I wonder if Sarah Palin has already signed this pledge. Off the top of my head, she’s already fulfilled three of the ten items — and that’s on top of the “do something stupid” one I just quoted, which she’s been keeping like clockwork ever since McCain put her on the ticket. The others are:
1. EMBRACE YOUR INNER WEASEL — Exploit family members’ terminal illnesses for their PR potential; make emphatic public outcries against immorality while simultaneously carrying on an illicit, extra—marital, sexual relationship with a co—worker, intern, congressional page or circus sideshow performer.
No word yet of an affair or sex-tape from Palin (thank Christ), but she carries out the first clause of this one better than anyone. Name me another politician in recent memory who has trundled out her infant mentally handicapped child to pander for votes so enthusiastically. (I know, Trigg doesn’t have a terminal illness like, oh, say, Elizabeth Edwards. He still has a disorder that his mother has been ready and willing to publicly exploit for her own benefit. I’m counting it.)
3. MISQUOTE THE CONSTITUTION, THE DECLARATION OF INDEPENDENCE AND THE BIBLE — Promise to display your lack of a working knowledge or fundamental understanding of any or all of the aforementioned documents. Forget the words to the Pledge of Allegiance, The National Anthem, and the Bill of Rights so that even a fifth grader will roll his eyes and say, ‘Jesus, what an effing moron.’
Getting people of all ages to think you’re a fucking moron? Check. Palin not only misquotes the Constitution, she evidently has a deeply rooted misunderstanding of what it says and what it’s for. At several points during the campaign she seemed to believe that the office for which she was a candidate, the Vice Presidency of the United States, was located in the Oval Office of the White House. She also seemed to think that the vice president’s constitutionally designated duty of presiding over the Senate would empower her to take an active role in shaping legislation. It wouldn’t have.
5. BE CAUGHT DOING SOMETHING EMBARRASSING THAT CAN BE CAPTURED ON EITHER A VIDEO OR STILL CAMERA — Dance at a State Dinner as though you were having an epileptic fit, sing as though you were a cat being fed through a food processor, or water ski in a painfully small Speedo that highlights your Ernest Borgnine-physique and Johnny Winter-like complexion.

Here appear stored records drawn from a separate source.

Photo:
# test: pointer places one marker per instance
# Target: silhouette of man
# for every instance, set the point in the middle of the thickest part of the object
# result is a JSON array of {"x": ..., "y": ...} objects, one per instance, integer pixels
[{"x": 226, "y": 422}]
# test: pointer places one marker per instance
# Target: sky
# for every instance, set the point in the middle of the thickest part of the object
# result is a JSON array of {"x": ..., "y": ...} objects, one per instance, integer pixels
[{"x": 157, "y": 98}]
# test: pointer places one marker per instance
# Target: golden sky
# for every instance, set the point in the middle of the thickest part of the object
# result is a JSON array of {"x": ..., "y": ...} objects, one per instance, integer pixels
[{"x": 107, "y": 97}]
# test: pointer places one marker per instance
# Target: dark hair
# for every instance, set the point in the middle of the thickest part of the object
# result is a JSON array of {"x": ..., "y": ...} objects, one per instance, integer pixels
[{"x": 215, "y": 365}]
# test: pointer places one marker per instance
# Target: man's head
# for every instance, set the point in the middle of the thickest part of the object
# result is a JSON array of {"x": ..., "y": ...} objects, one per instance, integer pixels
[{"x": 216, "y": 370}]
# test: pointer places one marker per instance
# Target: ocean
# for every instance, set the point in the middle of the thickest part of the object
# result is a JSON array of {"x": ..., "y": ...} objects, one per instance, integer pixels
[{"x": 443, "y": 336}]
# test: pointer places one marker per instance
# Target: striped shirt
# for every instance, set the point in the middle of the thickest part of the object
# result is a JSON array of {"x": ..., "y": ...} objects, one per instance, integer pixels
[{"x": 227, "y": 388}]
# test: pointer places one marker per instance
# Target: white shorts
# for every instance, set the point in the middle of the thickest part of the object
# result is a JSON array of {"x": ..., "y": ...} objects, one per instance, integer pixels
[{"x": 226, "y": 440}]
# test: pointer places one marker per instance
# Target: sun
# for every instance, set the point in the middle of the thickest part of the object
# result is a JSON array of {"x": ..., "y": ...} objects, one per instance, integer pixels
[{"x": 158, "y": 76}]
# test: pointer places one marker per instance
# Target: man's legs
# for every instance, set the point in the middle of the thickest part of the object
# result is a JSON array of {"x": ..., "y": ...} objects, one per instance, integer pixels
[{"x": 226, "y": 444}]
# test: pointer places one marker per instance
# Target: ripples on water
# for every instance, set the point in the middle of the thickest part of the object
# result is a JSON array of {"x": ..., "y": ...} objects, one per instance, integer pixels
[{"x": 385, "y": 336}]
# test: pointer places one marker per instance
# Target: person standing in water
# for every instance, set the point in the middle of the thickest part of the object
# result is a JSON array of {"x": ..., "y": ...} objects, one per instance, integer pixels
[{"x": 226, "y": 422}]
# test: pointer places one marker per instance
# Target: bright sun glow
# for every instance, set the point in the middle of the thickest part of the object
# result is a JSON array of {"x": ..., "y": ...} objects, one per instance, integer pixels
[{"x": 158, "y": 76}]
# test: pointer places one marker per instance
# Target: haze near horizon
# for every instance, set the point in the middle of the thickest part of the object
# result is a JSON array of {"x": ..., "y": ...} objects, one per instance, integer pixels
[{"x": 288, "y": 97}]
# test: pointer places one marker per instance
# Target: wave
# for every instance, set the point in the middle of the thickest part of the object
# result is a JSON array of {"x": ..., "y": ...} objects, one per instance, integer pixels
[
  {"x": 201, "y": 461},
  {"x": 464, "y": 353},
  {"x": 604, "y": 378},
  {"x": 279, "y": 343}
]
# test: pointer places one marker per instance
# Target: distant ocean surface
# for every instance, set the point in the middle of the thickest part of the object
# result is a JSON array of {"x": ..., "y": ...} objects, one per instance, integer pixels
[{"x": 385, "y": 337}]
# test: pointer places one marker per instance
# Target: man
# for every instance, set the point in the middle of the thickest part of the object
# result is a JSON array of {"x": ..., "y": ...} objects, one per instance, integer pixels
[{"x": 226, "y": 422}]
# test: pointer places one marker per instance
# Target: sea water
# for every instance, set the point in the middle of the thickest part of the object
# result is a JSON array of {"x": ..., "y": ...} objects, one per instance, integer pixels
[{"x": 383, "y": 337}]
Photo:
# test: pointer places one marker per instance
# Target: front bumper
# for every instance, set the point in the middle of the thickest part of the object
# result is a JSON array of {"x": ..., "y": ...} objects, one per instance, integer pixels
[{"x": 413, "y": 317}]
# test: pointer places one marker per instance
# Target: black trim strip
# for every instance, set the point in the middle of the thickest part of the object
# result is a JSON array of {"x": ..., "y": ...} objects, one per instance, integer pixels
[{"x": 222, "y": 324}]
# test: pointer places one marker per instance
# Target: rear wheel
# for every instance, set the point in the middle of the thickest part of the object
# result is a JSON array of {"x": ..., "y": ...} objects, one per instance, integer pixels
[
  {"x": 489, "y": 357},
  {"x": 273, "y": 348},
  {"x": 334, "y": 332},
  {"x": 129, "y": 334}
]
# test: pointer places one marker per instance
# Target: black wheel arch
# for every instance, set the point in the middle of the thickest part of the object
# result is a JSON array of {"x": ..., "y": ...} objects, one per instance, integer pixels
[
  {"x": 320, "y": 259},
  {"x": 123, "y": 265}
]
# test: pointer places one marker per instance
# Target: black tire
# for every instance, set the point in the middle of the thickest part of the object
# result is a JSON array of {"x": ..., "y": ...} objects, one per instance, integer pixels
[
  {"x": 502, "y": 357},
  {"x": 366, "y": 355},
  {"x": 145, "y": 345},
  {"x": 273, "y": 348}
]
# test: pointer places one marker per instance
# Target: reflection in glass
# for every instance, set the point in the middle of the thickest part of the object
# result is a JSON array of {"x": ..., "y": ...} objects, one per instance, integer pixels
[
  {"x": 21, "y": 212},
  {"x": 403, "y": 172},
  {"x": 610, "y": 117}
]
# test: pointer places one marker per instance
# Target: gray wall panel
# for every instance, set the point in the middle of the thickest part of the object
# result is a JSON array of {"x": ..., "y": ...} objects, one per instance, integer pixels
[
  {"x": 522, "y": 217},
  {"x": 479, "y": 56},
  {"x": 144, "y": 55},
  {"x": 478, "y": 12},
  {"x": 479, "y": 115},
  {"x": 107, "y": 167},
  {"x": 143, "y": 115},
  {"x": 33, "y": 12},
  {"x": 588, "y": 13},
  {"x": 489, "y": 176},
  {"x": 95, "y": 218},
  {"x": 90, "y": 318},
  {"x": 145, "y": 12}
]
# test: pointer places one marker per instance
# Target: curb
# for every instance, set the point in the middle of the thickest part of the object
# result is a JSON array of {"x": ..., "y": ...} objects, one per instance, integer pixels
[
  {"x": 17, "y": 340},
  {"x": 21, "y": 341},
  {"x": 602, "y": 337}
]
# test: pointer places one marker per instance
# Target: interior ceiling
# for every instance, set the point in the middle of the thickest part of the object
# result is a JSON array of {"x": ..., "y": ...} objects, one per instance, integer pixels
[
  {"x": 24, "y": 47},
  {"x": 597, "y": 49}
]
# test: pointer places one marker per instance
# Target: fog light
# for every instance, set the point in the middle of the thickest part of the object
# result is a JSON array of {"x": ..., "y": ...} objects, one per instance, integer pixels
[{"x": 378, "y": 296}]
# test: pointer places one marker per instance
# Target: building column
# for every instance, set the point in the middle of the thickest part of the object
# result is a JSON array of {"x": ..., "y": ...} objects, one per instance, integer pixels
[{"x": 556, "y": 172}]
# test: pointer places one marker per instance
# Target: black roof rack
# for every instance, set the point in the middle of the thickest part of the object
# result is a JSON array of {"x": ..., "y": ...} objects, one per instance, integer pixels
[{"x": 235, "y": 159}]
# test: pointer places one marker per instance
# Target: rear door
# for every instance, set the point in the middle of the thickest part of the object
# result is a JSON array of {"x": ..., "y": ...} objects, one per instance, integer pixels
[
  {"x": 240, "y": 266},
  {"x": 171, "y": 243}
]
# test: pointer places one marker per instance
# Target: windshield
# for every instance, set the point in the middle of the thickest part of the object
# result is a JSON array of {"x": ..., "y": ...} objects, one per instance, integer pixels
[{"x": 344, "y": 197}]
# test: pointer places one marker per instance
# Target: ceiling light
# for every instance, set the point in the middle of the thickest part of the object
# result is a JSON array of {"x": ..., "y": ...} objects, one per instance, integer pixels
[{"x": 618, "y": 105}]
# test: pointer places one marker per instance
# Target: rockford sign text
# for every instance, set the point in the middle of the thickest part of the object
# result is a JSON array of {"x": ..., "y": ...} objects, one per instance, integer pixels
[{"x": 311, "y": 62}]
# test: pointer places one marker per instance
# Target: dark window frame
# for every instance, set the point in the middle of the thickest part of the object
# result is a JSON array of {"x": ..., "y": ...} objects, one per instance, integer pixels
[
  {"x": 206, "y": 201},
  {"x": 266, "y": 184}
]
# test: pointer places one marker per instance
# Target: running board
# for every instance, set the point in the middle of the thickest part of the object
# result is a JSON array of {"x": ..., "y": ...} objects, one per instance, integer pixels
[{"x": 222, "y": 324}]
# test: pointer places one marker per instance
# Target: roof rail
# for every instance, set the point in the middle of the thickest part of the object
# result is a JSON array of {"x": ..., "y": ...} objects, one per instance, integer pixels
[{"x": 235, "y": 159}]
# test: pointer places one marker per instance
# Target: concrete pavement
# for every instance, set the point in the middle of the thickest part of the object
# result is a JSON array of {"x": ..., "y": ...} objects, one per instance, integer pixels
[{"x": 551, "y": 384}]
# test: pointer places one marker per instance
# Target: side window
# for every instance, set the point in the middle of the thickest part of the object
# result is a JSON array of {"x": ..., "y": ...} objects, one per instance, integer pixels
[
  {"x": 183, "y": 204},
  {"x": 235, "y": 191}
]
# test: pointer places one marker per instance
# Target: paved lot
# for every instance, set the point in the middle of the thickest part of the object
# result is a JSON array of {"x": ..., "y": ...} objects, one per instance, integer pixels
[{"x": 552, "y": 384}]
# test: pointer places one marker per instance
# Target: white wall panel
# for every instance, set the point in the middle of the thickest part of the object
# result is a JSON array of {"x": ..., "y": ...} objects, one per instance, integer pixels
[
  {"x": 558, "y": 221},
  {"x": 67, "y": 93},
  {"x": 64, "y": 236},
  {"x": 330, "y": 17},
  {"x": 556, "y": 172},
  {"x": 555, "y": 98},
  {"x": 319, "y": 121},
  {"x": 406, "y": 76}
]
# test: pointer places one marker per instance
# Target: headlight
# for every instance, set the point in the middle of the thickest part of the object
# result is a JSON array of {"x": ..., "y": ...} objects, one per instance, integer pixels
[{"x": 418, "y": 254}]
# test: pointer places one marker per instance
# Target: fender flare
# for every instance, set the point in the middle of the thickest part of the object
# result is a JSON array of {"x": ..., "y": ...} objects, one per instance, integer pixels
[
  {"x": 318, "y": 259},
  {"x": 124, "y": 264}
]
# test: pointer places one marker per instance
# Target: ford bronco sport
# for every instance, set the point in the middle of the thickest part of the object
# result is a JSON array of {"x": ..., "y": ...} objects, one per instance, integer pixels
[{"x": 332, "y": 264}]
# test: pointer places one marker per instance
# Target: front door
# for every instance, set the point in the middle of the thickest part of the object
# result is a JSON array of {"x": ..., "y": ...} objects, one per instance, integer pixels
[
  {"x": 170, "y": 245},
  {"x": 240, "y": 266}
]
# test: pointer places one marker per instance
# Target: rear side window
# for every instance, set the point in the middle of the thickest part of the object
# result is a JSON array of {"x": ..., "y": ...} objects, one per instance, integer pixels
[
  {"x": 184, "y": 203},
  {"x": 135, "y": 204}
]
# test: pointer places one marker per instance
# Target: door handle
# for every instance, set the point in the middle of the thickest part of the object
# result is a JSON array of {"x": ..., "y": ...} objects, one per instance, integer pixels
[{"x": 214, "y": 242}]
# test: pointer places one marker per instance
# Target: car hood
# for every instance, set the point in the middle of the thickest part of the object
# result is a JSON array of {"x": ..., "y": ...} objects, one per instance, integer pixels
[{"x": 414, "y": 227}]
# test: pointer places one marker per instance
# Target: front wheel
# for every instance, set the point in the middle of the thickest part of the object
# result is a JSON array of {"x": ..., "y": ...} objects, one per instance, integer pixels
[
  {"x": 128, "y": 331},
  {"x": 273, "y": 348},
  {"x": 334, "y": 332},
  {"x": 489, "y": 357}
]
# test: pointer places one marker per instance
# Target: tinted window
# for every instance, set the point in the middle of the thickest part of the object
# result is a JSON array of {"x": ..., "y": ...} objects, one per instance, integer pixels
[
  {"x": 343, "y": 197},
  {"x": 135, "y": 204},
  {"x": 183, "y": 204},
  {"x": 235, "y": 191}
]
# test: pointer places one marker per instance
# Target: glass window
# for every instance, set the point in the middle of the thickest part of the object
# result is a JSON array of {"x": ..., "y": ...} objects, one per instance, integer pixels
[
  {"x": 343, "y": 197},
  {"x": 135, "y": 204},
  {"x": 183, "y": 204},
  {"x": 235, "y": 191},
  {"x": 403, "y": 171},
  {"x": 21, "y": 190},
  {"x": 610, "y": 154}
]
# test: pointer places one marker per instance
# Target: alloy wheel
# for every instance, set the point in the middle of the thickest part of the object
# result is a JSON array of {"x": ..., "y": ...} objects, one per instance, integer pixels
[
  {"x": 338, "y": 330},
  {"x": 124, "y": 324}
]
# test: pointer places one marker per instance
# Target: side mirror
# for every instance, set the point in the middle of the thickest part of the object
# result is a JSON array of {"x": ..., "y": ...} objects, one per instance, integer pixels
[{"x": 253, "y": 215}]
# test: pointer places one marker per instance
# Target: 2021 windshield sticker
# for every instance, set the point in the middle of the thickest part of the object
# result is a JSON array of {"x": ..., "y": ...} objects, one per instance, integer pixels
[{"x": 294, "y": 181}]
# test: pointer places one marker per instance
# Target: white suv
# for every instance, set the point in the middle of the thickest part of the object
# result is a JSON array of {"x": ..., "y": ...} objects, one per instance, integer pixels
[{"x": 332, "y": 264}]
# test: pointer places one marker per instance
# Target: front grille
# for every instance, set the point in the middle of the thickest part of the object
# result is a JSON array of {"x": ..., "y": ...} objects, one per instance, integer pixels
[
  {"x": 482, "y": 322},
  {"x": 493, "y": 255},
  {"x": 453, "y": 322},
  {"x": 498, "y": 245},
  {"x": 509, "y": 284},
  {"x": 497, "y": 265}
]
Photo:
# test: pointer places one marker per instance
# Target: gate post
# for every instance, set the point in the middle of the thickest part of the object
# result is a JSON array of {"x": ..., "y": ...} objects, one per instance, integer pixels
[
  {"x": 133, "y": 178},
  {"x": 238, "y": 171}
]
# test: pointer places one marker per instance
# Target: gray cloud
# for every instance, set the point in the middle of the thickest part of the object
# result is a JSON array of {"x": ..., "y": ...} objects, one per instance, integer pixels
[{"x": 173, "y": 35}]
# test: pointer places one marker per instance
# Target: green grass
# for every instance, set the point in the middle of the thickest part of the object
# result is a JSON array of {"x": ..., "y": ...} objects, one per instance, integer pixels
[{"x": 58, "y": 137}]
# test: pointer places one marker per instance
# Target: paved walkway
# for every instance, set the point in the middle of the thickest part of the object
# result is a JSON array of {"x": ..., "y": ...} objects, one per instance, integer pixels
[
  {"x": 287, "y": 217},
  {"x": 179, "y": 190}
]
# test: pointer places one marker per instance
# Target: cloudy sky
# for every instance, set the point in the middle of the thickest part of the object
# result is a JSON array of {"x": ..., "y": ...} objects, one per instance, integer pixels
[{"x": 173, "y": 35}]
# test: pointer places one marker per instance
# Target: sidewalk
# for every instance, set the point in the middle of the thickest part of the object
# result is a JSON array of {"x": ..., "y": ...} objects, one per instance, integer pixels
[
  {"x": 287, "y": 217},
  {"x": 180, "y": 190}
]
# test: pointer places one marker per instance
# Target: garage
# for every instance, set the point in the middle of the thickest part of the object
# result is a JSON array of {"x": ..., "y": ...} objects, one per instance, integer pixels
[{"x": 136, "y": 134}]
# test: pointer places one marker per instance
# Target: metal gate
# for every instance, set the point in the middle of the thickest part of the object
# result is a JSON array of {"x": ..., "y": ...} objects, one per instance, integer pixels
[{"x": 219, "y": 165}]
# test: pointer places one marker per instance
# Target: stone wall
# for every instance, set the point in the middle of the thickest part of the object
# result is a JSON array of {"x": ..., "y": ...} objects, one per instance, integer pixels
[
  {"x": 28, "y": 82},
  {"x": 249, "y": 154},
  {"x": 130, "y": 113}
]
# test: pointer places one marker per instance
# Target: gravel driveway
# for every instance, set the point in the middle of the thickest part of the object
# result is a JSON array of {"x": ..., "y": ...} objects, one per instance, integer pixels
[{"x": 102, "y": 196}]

Far as I know, Sarah hasn’t been caught dancing, singing or water skiing. But I think having a video of a nutjob preacher beseeching God to protect you against witchcraft disseminated throughout the internet more than qualifies as “something embarrassing.”
Know what else would? One of our major political parties nominating this brain-dead walking joke to be the President of the United States. Sign the pledge, Sarah.